1 pound boneless, skinless chicken breast
2 Tablespoons Pompeian Rich Taste Olive Oil, divided
Kosher salt and black pepper
3 bell peppers, any color, seeded and sliced
1 yellow onion, quartered and thinly sliced
2 Tablespoons minced garlic
1 (1 oz.) packet fajita seasoning
8 ounces penne pasta
2 cups whole milk
1 cup shredded pepper jack cheese
2 Tablespoons Pompeian Rich Taste Olive Oil
- Slice chicken into 2–3-inch long slices about ¼-inch thick; season with salt and pepper.
- Heat 1 Tablespoon Pompeian Rich Taste Olive Oil in a large pot or Dutch oven over medium. Add chicken and cook, stirring occasionally, until just barely cooked through, 3–5 minutes. Transfer chicken and any drippings to a plate.

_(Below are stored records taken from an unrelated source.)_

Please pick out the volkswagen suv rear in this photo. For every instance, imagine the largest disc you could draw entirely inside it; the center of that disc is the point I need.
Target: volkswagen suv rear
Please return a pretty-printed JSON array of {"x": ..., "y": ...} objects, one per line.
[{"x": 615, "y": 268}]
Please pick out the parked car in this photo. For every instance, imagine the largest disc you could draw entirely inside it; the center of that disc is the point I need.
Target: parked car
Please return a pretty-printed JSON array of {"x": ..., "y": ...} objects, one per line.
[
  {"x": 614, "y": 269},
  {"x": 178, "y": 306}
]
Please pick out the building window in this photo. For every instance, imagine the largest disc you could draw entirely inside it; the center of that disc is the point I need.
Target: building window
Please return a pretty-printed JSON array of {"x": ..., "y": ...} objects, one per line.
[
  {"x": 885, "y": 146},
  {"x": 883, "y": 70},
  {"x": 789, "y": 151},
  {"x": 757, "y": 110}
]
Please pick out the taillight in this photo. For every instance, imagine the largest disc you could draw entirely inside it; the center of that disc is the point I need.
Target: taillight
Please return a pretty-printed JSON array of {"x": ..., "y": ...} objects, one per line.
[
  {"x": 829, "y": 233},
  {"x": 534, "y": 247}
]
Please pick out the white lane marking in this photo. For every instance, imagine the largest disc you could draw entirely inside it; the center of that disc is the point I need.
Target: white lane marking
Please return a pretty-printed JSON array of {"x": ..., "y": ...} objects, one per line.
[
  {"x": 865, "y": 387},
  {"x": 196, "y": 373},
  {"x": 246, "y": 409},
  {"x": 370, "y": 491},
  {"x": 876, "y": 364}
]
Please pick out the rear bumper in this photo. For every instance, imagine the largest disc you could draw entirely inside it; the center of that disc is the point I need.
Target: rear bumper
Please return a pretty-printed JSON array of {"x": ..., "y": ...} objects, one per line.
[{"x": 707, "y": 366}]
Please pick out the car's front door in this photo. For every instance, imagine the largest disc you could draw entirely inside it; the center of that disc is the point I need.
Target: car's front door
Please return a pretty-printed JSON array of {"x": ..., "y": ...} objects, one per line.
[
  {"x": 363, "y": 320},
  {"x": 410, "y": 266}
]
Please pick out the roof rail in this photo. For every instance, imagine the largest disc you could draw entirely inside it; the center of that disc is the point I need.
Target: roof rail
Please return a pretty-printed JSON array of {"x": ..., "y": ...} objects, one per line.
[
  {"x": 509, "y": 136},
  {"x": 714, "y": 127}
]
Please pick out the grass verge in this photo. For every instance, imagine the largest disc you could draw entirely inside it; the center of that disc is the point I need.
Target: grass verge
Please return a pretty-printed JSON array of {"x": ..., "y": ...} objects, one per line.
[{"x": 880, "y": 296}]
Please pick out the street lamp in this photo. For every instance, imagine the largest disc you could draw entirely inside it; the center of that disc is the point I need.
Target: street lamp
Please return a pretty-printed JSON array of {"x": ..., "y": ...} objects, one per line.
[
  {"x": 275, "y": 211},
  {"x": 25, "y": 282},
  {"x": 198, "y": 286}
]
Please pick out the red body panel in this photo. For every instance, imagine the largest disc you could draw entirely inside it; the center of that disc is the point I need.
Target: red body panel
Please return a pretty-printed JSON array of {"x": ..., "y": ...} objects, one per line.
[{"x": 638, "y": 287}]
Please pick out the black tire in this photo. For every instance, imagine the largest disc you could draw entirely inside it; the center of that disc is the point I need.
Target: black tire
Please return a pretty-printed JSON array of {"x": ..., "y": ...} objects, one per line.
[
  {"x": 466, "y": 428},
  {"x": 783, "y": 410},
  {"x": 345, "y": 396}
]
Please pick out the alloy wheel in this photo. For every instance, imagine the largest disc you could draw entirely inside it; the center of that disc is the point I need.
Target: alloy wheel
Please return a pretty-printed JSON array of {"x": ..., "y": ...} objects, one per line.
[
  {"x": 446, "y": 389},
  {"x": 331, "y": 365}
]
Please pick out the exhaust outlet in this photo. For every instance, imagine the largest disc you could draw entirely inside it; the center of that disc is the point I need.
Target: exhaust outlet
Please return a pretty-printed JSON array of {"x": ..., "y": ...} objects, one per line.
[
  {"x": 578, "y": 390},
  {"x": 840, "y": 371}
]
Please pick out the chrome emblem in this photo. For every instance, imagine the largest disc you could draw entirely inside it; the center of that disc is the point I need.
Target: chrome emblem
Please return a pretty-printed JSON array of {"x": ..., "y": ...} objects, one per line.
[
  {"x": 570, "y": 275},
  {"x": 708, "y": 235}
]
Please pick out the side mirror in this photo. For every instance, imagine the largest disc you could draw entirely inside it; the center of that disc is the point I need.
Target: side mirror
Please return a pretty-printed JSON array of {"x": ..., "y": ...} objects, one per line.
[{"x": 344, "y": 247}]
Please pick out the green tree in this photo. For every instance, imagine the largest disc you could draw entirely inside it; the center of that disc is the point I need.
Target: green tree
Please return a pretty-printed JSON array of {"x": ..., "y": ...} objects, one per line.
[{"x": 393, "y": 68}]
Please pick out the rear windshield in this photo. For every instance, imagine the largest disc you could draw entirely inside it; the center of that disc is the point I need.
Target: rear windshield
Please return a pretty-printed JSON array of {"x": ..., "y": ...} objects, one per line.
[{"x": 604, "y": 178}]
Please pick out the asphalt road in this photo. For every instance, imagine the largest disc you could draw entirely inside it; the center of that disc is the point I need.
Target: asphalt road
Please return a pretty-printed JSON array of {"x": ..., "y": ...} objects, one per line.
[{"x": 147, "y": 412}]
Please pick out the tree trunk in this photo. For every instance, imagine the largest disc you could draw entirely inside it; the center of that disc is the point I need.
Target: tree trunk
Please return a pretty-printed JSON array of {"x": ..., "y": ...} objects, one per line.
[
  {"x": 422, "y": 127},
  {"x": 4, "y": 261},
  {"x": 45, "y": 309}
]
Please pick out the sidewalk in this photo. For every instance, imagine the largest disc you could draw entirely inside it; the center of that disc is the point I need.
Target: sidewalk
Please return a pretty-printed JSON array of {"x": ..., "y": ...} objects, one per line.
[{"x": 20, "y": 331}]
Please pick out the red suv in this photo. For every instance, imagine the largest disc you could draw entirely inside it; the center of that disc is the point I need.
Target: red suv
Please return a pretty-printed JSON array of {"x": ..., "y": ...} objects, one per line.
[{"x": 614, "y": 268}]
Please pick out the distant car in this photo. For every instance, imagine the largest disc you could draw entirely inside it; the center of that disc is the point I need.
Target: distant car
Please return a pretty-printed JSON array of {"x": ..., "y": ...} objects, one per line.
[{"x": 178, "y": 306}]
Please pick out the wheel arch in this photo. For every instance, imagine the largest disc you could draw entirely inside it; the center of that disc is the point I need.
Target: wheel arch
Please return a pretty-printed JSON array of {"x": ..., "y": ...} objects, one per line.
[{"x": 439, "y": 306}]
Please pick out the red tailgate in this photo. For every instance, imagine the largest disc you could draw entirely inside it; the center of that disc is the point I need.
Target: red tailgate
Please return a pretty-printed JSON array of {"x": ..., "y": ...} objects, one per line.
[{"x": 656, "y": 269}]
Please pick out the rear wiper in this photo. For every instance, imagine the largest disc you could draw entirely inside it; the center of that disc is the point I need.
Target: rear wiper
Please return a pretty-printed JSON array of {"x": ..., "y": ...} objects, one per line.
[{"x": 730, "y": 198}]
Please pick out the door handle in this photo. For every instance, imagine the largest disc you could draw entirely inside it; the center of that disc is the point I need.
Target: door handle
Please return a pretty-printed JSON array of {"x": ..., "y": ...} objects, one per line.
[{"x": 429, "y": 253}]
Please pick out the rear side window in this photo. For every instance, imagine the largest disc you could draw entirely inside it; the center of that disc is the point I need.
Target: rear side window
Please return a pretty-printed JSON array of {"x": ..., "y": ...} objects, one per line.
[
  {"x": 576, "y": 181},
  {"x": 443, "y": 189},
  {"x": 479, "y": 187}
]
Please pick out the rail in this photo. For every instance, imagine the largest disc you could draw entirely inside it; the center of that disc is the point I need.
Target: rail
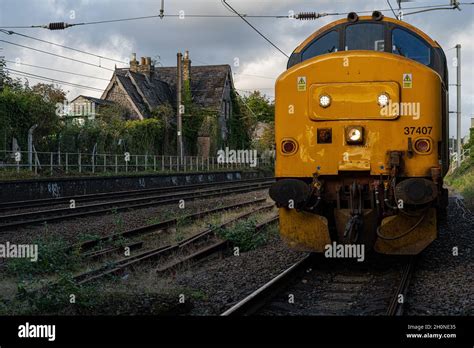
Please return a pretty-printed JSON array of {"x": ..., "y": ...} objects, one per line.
[{"x": 122, "y": 163}]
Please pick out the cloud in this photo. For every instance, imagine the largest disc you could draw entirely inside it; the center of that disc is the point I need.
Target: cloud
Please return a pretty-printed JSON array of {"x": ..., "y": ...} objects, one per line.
[{"x": 209, "y": 40}]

- Heat remaining 1 Tablespoon Pompeian Rich Taste Olive Oil to now-empty pot over medium-high. Add peppers and onion, season with salt and pepper, and cook until starting to soften, about 5 minutes. Stir in garlic and fajita seasoning; cook 1 minute. Stir in pasta, milk and 2 cups water.
- Bring to a simmer, then reduce heat to low and partially cover, simmer, stirring occasionally, until pasta is al dente and has absorbed most of the liquid, 10–15 minutes. Stir in the cooked chicken and any juices.
- To finish the sauce, stir in cheese by handful until smooth. Stir in Pompeian Rich Taste Olive Oil and season with salt and pepper to taste.
Simmering: make sure the pasta, milk and water are cooking at a low-simmer over low heat. Avoid the temptation to increase the temperature to quicken the cooking process, high heat will cause the mixture to boil which will break the milk (aka curdle the milk). If this does happen, it’s totally safe to eat but it won’t be as creamy and will not look as appealing.